Os custos com supersalários de magistrados no Brasil dispararam 49,3% em 2024, passando de R$ 7 bilhões para R$ 10,5 bilhões, segundo estudo inédito do Movimento Pessoas à Frente realizado em parceria com o pesquisador Bruno Carazza. O crescimento ficou dez vezes acima da inflação oficial do período, que registrou 4,83% pelo IPCA, evidenciando um descontrole nos gastos públicos com remunerações que ultrapassam o teto constitucional.
A pesquisa “A corrida além do teto: Supersalários, verbas indenizatórias e a necessidade de resgate da autoridade constitucional” revela que os rendimentos líquidos médios dos magistrados subiram 21,95% apenas entre 2023 e 2024. Os valores passaram de R$ 45.050,50 para R$ 54.941,80, ultrapassando em muito o teto constitucional atual de R$ 46.366,19.
O crescimento se manteve acelerado em 2025, atingindo pico de R$ 66.431,76 em fevereiro. Esse aumento é impulsionado principalmente por verbas indenizatórias e benefícios classificados inadequadamente como “penduricalhos”, que permitem burlar o limite constitucional e evitar o pagamento de Imposto de Renda.
Rendimentos ultrapassam teto desde 2022
Os dados mostram crescimento exponencial nos rendimentos líquidos médios dos magistrados desde setembro de 2022, quando ultrapassaram pela primeira vez o teto constitucional. Atualmente, os subsídios representam apenas 43,67% dos rendimentos totais recebidos pelos magistrados, indicando que mais da metade da remuneração vem de adicionais salariais.
O estudo inicialmente previa análise comparativa com o Ministério Público, mas foi inviabilizada pela indisponibilidade e baixa qualidade dos dados públicos do órgão. A pesquisa abrangeu dados de todos os tribunais do país, com algumas exceções pontuais por indisponibilidade de informações específicas.
Movimento critica descontrole histórico
“Desde a Constituição Federal de 1988 o país tenta estabelecer limites máximos para a remuneração no setor público brasileiro.

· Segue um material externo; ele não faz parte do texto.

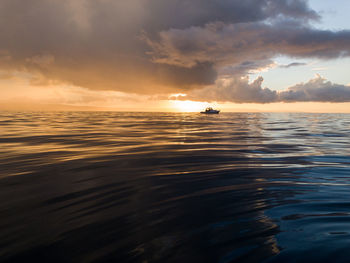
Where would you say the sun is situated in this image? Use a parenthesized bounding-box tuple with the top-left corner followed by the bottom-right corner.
(171, 100, 208, 112)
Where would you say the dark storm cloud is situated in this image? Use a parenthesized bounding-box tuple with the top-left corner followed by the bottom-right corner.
(180, 75, 350, 103)
(0, 0, 348, 99)
(146, 21, 350, 68)
(143, 0, 319, 31)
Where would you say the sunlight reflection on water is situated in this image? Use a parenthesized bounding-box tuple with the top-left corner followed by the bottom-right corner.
(1, 112, 350, 262)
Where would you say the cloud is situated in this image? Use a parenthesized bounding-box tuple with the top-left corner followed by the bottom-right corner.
(179, 77, 278, 103)
(146, 21, 350, 69)
(179, 75, 350, 103)
(279, 75, 350, 102)
(182, 76, 277, 103)
(143, 0, 319, 31)
(0, 0, 348, 104)
(0, 0, 328, 93)
(0, 71, 14, 80)
(279, 62, 306, 68)
(213, 60, 277, 76)
(26, 54, 55, 67)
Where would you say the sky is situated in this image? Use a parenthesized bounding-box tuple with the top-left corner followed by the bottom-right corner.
(1, 0, 350, 112)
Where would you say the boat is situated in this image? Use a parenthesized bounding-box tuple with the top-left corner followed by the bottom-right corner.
(200, 107, 220, 114)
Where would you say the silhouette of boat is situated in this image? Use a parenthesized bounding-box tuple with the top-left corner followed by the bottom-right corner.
(200, 107, 220, 114)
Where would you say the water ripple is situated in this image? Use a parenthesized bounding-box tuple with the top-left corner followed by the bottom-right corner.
(1, 112, 350, 262)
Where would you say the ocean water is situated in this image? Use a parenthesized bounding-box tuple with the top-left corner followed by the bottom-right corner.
(1, 111, 350, 262)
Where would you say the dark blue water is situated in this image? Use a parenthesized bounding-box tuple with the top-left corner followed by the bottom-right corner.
(1, 112, 350, 262)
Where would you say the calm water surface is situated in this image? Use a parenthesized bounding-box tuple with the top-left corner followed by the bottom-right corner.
(1, 112, 350, 262)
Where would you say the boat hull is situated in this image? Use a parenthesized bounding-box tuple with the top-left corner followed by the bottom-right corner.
(200, 111, 220, 114)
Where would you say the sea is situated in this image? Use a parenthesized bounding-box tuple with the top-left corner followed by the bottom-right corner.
(1, 111, 350, 262)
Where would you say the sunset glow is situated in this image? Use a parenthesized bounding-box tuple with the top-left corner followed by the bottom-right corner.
(171, 100, 209, 112)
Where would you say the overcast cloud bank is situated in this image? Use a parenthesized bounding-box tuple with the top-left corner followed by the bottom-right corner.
(0, 0, 350, 102)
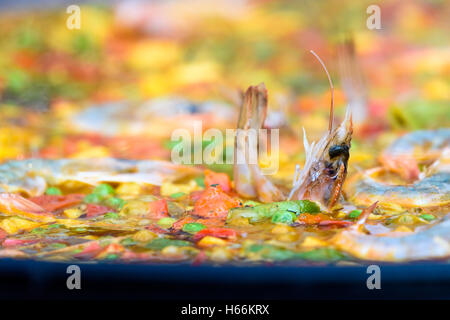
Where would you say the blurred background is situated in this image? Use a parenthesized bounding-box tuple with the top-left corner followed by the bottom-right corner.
(0, 0, 448, 167)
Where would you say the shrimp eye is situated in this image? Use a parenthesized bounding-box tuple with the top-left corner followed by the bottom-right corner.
(329, 145, 349, 159)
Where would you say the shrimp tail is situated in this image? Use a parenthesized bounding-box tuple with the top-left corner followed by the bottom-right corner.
(0, 193, 55, 222)
(233, 83, 285, 202)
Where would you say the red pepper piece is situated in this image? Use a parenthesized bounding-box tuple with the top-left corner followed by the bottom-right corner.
(74, 241, 103, 259)
(193, 227, 237, 241)
(204, 169, 232, 193)
(29, 194, 84, 212)
(86, 204, 111, 218)
(193, 186, 241, 219)
(147, 199, 169, 219)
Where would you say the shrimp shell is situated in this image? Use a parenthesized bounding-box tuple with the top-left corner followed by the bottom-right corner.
(379, 128, 450, 181)
(346, 168, 450, 209)
(233, 83, 285, 202)
(333, 214, 450, 262)
(347, 140, 450, 209)
(289, 108, 353, 208)
(0, 158, 200, 196)
(70, 98, 235, 137)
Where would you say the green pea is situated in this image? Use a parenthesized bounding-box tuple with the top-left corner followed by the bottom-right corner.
(182, 223, 206, 234)
(271, 211, 296, 224)
(348, 209, 363, 219)
(104, 212, 119, 219)
(83, 193, 102, 204)
(74, 227, 87, 232)
(45, 187, 62, 196)
(295, 200, 321, 214)
(170, 192, 186, 199)
(105, 254, 118, 260)
(420, 214, 435, 221)
(157, 217, 176, 229)
(105, 197, 125, 209)
(93, 183, 115, 198)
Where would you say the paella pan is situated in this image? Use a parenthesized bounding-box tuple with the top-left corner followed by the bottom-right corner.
(0, 0, 448, 300)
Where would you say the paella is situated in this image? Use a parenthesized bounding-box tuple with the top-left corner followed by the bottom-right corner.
(0, 0, 448, 266)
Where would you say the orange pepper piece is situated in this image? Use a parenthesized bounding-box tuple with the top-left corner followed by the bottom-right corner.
(147, 199, 169, 219)
(193, 186, 241, 219)
(297, 213, 330, 224)
(204, 169, 232, 193)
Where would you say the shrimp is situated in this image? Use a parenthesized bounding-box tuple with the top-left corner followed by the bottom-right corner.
(346, 130, 450, 209)
(233, 83, 285, 203)
(0, 193, 55, 222)
(233, 51, 353, 209)
(288, 108, 353, 208)
(332, 203, 450, 262)
(379, 128, 450, 181)
(345, 168, 450, 210)
(288, 51, 353, 209)
(0, 158, 201, 196)
(70, 98, 235, 138)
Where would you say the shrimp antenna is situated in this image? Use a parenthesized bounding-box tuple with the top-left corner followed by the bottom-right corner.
(310, 50, 334, 133)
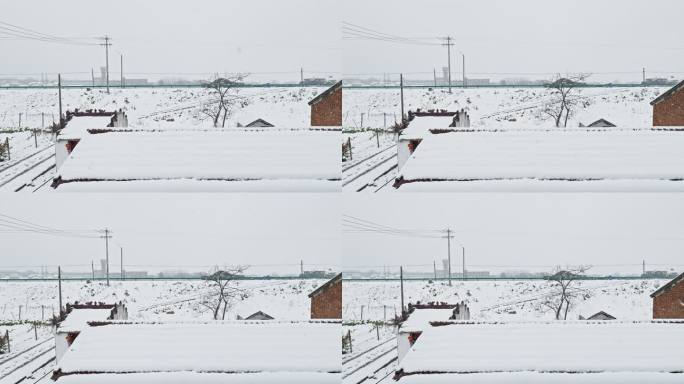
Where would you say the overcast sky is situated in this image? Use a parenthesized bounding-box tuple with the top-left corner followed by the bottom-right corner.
(1, 0, 340, 81)
(343, 194, 684, 275)
(0, 194, 340, 275)
(343, 0, 684, 82)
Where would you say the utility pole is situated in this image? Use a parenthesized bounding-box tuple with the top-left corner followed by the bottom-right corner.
(300, 67, 304, 84)
(101, 229, 112, 286)
(58, 74, 63, 127)
(300, 260, 304, 276)
(446, 228, 452, 286)
(441, 36, 454, 93)
(120, 247, 124, 280)
(91, 260, 95, 280)
(400, 266, 405, 320)
(58, 266, 63, 320)
(91, 68, 95, 88)
(400, 73, 405, 126)
(462, 54, 466, 88)
(100, 36, 112, 94)
(120, 54, 124, 89)
(433, 68, 437, 87)
(462, 246, 466, 280)
(642, 260, 646, 275)
(433, 260, 437, 279)
(642, 67, 646, 83)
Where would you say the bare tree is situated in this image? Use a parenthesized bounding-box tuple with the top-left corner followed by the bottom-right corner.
(200, 266, 249, 320)
(541, 73, 589, 127)
(543, 265, 591, 320)
(200, 74, 247, 128)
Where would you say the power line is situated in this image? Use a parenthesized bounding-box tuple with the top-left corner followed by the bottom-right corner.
(0, 20, 98, 46)
(0, 213, 100, 239)
(342, 22, 440, 47)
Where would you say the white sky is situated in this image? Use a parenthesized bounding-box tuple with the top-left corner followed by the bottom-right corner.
(343, 0, 684, 82)
(0, 194, 340, 275)
(1, 0, 341, 81)
(343, 194, 684, 275)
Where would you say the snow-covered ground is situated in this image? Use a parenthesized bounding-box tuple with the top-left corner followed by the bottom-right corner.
(0, 279, 326, 322)
(342, 278, 671, 383)
(343, 279, 664, 322)
(0, 279, 328, 382)
(342, 86, 672, 192)
(0, 86, 325, 130)
(0, 86, 334, 191)
(343, 87, 666, 129)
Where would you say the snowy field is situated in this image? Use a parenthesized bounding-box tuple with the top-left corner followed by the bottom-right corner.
(343, 86, 666, 129)
(0, 86, 325, 130)
(0, 279, 326, 322)
(343, 279, 665, 322)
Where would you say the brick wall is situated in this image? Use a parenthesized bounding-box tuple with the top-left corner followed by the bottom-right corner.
(311, 279, 341, 319)
(653, 281, 684, 319)
(653, 87, 684, 126)
(311, 86, 342, 126)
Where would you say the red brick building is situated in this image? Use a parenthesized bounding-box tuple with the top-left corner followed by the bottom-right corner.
(650, 272, 684, 319)
(308, 81, 342, 126)
(651, 80, 684, 126)
(309, 273, 341, 319)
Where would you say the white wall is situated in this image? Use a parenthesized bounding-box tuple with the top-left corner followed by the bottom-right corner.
(397, 331, 412, 363)
(55, 139, 70, 170)
(397, 139, 413, 171)
(55, 331, 69, 362)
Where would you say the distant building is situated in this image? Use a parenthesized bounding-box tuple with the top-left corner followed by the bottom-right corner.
(651, 272, 684, 319)
(300, 78, 335, 86)
(586, 118, 616, 128)
(241, 311, 275, 320)
(585, 311, 616, 320)
(309, 273, 341, 319)
(244, 118, 274, 128)
(309, 80, 341, 126)
(651, 80, 684, 126)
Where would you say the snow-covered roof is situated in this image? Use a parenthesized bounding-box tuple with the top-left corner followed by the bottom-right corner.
(59, 115, 114, 140)
(55, 372, 338, 384)
(396, 372, 684, 384)
(54, 130, 339, 191)
(58, 308, 113, 333)
(397, 129, 684, 191)
(400, 308, 454, 333)
(398, 321, 684, 379)
(56, 321, 340, 380)
(400, 116, 455, 140)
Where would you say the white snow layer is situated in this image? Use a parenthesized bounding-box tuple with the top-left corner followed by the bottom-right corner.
(59, 116, 114, 140)
(397, 372, 684, 384)
(398, 129, 684, 188)
(57, 321, 340, 374)
(58, 308, 113, 333)
(55, 371, 339, 384)
(400, 116, 457, 140)
(56, 130, 340, 186)
(400, 309, 454, 333)
(399, 321, 684, 374)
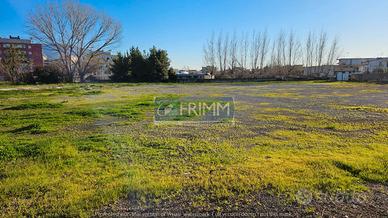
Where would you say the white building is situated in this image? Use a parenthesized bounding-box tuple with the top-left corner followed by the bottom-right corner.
(335, 57, 388, 81)
(359, 58, 388, 73)
(176, 69, 214, 81)
(84, 51, 115, 81)
(338, 58, 371, 66)
(338, 57, 388, 72)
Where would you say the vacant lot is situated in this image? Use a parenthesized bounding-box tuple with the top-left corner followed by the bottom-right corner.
(0, 81, 387, 217)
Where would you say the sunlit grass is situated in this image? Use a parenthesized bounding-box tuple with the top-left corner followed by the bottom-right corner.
(0, 82, 387, 216)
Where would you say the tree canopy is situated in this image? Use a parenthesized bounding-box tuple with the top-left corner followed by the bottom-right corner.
(110, 46, 175, 82)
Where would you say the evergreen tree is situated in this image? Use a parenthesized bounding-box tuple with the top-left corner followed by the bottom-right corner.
(110, 52, 131, 82)
(129, 47, 147, 82)
(110, 46, 172, 82)
(168, 68, 177, 82)
(32, 65, 64, 84)
(147, 46, 170, 82)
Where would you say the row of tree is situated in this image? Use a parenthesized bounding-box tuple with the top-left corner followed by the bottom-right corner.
(0, 45, 174, 84)
(203, 30, 340, 78)
(110, 47, 175, 82)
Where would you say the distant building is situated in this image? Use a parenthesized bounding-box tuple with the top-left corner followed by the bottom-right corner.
(0, 36, 43, 79)
(334, 65, 356, 81)
(334, 58, 363, 81)
(337, 58, 371, 66)
(201, 66, 217, 75)
(335, 57, 388, 81)
(176, 69, 214, 81)
(302, 57, 388, 81)
(83, 51, 115, 81)
(359, 57, 388, 73)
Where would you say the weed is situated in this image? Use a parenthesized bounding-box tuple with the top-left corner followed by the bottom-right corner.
(0, 82, 387, 216)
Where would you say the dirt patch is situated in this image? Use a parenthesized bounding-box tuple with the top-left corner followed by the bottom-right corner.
(96, 185, 388, 217)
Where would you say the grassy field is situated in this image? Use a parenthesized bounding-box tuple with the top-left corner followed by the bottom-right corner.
(0, 81, 387, 216)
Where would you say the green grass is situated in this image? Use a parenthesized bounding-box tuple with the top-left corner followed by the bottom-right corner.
(4, 102, 63, 110)
(0, 82, 387, 216)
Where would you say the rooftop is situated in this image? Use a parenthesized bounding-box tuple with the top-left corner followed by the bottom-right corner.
(338, 57, 388, 60)
(0, 36, 32, 44)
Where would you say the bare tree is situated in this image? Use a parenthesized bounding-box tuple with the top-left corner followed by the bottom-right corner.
(259, 30, 269, 70)
(316, 31, 328, 72)
(285, 31, 302, 75)
(287, 31, 295, 67)
(250, 31, 261, 72)
(280, 32, 287, 67)
(229, 32, 238, 75)
(239, 32, 249, 70)
(287, 31, 302, 66)
(222, 33, 229, 75)
(216, 32, 224, 73)
(203, 32, 216, 75)
(0, 46, 31, 83)
(28, 0, 121, 82)
(305, 31, 315, 68)
(292, 41, 302, 66)
(204, 29, 339, 79)
(326, 37, 339, 65)
(268, 38, 279, 76)
(273, 31, 286, 76)
(214, 31, 229, 76)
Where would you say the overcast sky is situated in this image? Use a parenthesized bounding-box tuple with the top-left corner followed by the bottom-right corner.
(1, 0, 388, 69)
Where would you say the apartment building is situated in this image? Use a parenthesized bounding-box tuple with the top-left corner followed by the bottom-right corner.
(0, 36, 43, 80)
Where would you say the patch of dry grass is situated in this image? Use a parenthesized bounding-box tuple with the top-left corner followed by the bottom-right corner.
(0, 82, 387, 216)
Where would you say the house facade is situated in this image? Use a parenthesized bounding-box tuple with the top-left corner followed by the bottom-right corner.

Ao longo desses quase 40 anos, foram realizadas quatro tentativas por meio de leis, porém sem sucesso”, declarou Jessika Moreira, diretora-executiva do Movimento Pessoas à Frente.
A representante da organização alertou para a urgência da situação: “Não podemos esperar mais 40 anos para finalmente resolver esse desafio estrutural dos supersalários no Brasil. Se considerarmos o aumento que foi identificado entre 2023 e 2024, de 49,3%, em apenas dois anos, esse valor terá dobrado”.
Reforma Administrativa como solução
O Movimento Pessoas à Frente defende que a Reforma Administrativa, atualmente debatida no Grupo de Trabalho da Câmara dos Deputados coordenado pelo deputado Pedro Paulo (PSD-RJ), deve contemplar o combate aos supersalários. A proposta visa uma solução efetiva para os “penduricalhos” que beneficiam apenas 0,06% do funcionalismo público brasileiro.
“Os dados do estudo reforçam que mais uma vez o Brasil se depara com uma corrida para além do teto, talvez a mais acirrada e mais bem estruturada na trajetória recente de nossa democracia”, explicou Jessika Moreira. Segundo ela, é necessário frear o uso inadequado da classificação indenizatória para adicionais salariais dessa pequena parcela de servidores.
Coalizão propõe nove medidas essenciais
Uma coalizão de dez organizações da sociedade civil elaborou o “Manifesto pelo Fim dos Supersalários”, estabelecendo nove medidas consideradas indispensáveis para combater o problema. A coalizão inclui Fundação Tide Setúbal, Transparência Brasil, Instituto Democracia e Sustentabilidade e outras entidades.
Entre as principais propostas estão a classificação adequada entre verbas remuneratórias e indenizatórias, aplicação correta do imposto de renda e estabelecimento de mecanismos robustos de transparência. A coalizão também defende a extinção de verbas indevidamente classificadas como indenizatórias e sua transformação em remuneratórias.
Projeto de lei pode legitimar privilégios
O Projeto de Lei 2.721/2021, em tramitação no Senado Federal, preocupa a coalizão por poder legitimar os “penduricalhos” caso seja aprovado. As organizações defendem critérios rigorosos para verbas indenizatórias: natureza reparatória, caráter eventual e transitório, e criação expressa em lei.
A proposta inclui ainda a vedação da vinculação remuneratória automática entre subsídios, o enquadramento como improbidade administrativa de pagamentos acima do teto sem amparo legal e a criação de barreiras para verbas retroativas. O estudo recomenda também vedar benefícios concentrados no sistema de justiça, como férias de 60 dias e aposentadoria compulsória como punição.